Leyéndolo uno se pregunta cómo han podido pasar los años así de rápido: hace ya casi medio siglo desde que vimos a Gerald Davies maravillarnos en aquel y en otros muchos partidos… El tiempo vuela.
Gerald Davies tenía sobre el campo, su elemento natural, un engañoso aspecto aletargado… hasta que llegaba su momento: entonces se transformaba en un proyectil y apuntaba al corazón de las defensas contrarias. Su paso lateral era diferencial por la velocidad a la que lo ejecutaba, apoyado en una destreza física que le permitía no perder jamás el control.
A izquierda y derecha, en un zigzag fascinante, Davies pasaba entre los rivales con la precisión escurridiza con la que se enhebra una aguja. Con un acelerón atravesaba espacios por los que nadie más parecía capaz de filtrarse.
Cuando los defensores anticipaban sus intenciones, creían poder pararlo. Pero no bastaba con saber qué iba a hacer, porque el problema no estaba tanto en lo que hacía, sino en cómo lo hacía.

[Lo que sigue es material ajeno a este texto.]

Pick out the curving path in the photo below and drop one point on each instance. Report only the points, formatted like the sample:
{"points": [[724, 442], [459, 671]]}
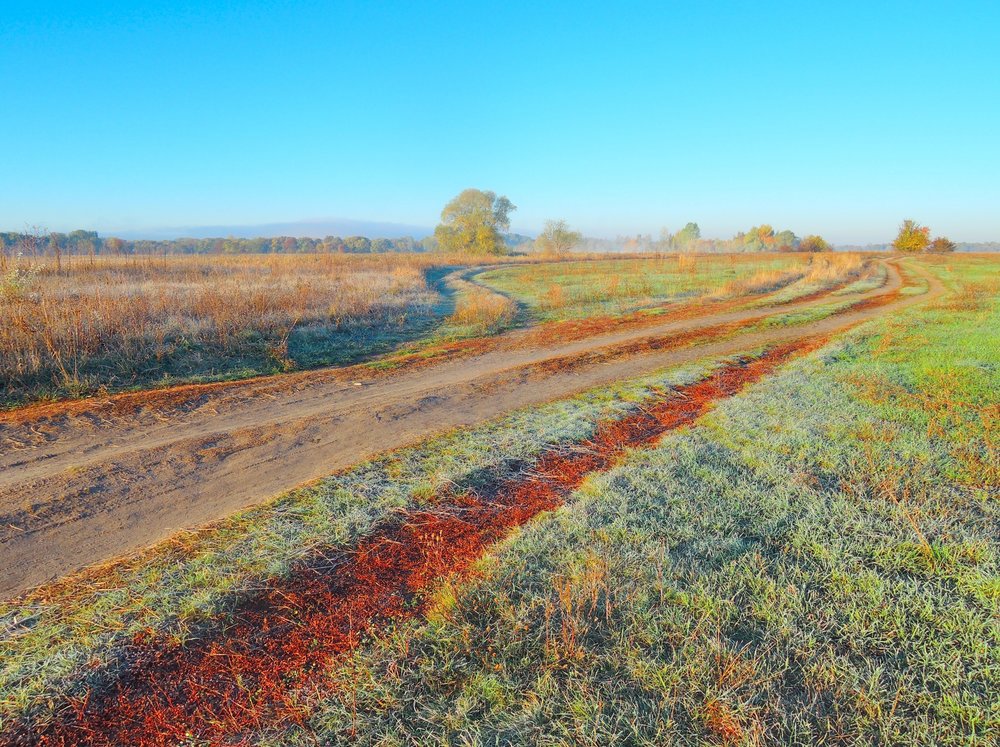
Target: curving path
{"points": [[99, 479]]}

Cuando se lanzaba en un uno contra uno, Gerald Davies mostraba una audacia formidable en su juego: entraba hacia el interior del campo aproximándose a los defensas hasta que, de forma aparentemente ingenua y desconcertante, marcaba una inesperada pausa. Después de esa fracción mínima de suspense… volvía a arrancar, de nuevo irrefrenable.
Su estilo tenía reverberaciones de una naturaleza extraña: surgía de pronto, desnudo y fugaz como la lengua de un lagarto que caza insectos, antes de retraerse de nuevo con satisfacción. Todo en un fugaz instante.
Aunque su fisonomía parecía frágil para un duelista, lo compensaba con una enorme potencia de piernas. Eso le permitía escapar de la presa de los defensores si éstos no cerraban el placaje con rotundidad.
Cuando le tocaba defender, Davies se comportaba con plena conciencia de sus limitaciones físicas. Sabía que los choques frontales, en su caso, habrían sido una tontería, ineficaces y contraproducentes. Pero aun así se las ingeniaba para hacerse muy difícil de sobrepasar en defensa.
Su presencia felina, siempre acechante, provocaba en los contrarios un punto de precaución que los llevaba a vigilarlo a él y descuidar intervalos por los que otros jugadores aprovechaban para colarse.
Recordando aquellas imágenes, uno siempre siente la obligación de rellenar una copa de Cabernet Merlot y elevarla en memoria de Gerald Davies: el terremoto oval que asoló Hawke’s Bay en 1971. Un clásico.